Work with APIs, endpoints, and databases to develop integrated security solutions.

Implement and manage GitHub Advanced Security (code scanning, secret scanning, Dependabot).

Use IDEs such as Visual Studio, VS Code, Eclipse for secure development and debugging.

Work with Azure Resource Manager (ARM) and scripting tools (PowerShell, Azure CLI, Shell scripts, JavaScript, Python).

Collaborate in an Agile environment using Azure DevOps.

Perform third-party risk management using tools like OWASP Dependency-Check.

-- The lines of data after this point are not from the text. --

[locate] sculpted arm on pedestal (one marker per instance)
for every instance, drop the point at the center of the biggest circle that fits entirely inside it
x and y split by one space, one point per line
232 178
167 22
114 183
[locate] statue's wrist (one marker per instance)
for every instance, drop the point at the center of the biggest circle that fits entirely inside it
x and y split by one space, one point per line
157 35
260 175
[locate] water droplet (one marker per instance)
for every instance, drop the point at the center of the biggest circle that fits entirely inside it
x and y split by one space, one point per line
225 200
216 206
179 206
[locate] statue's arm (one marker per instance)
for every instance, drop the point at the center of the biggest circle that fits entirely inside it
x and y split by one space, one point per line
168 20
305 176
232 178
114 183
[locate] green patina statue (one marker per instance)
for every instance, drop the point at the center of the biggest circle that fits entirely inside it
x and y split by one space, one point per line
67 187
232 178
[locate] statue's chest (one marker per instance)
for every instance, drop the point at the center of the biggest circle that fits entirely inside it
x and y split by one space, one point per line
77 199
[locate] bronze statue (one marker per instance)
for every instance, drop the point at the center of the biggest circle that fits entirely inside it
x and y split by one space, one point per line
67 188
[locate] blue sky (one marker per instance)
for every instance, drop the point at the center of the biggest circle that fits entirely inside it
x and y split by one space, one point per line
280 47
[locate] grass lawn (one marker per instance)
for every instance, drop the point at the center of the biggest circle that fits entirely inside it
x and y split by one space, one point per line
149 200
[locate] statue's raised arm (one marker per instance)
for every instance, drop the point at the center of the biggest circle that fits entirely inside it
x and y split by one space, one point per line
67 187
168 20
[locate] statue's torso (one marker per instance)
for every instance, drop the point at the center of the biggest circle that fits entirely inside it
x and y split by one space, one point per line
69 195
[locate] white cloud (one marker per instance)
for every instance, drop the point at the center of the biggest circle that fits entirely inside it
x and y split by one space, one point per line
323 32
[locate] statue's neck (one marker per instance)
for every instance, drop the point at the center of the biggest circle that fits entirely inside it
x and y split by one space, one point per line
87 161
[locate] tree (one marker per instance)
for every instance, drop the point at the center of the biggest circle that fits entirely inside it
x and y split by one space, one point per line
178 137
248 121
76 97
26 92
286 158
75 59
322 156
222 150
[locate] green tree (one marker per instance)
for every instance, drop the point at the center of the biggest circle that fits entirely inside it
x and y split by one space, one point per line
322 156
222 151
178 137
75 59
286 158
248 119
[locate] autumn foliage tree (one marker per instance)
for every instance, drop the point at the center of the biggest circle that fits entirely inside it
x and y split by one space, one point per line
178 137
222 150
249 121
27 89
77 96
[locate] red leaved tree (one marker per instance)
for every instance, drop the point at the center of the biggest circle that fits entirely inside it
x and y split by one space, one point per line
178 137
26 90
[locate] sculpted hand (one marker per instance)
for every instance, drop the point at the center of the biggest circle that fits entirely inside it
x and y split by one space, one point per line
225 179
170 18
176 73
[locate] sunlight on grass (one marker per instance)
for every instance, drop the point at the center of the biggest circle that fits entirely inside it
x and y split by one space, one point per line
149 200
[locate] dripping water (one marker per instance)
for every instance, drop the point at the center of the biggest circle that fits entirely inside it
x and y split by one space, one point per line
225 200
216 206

Mentor junior engineers and foster a culture of security awareness across teams.

Required Qualifications :

Minimum 8 years of experience in application security or software engineering with a security focus.

Strong programming skills in Python, Java, JavaScript, or C#.

At least 3 years of experience developing automation solutions using Python, Java, or PowerShell.

Preferred Qualifications :

Hands-on experience with SAST and DAST tools (e.g., Veracode, GitHub Advanced Security).

Deep understanding of security vulnerabilities across multiple languages.

Strong grasp of OWASP Top 10 and SANS Top 25 vulnerabilities.

Experience with AI security and GenAI risk mitigation (prompt injection, data leakage).

Familiarity with cloud-native security (AWS, Azure, GCP).

Knowledge of container security and infrastructure-as-code (IaC) scanning.

Certifications such as CompTIA Security+, CISSP, OSCP, or GIAC preferred.

Excellent communication skills for engaging both technical and non-technical stakeholders.

Ability to thrive in a global, collaborative environment.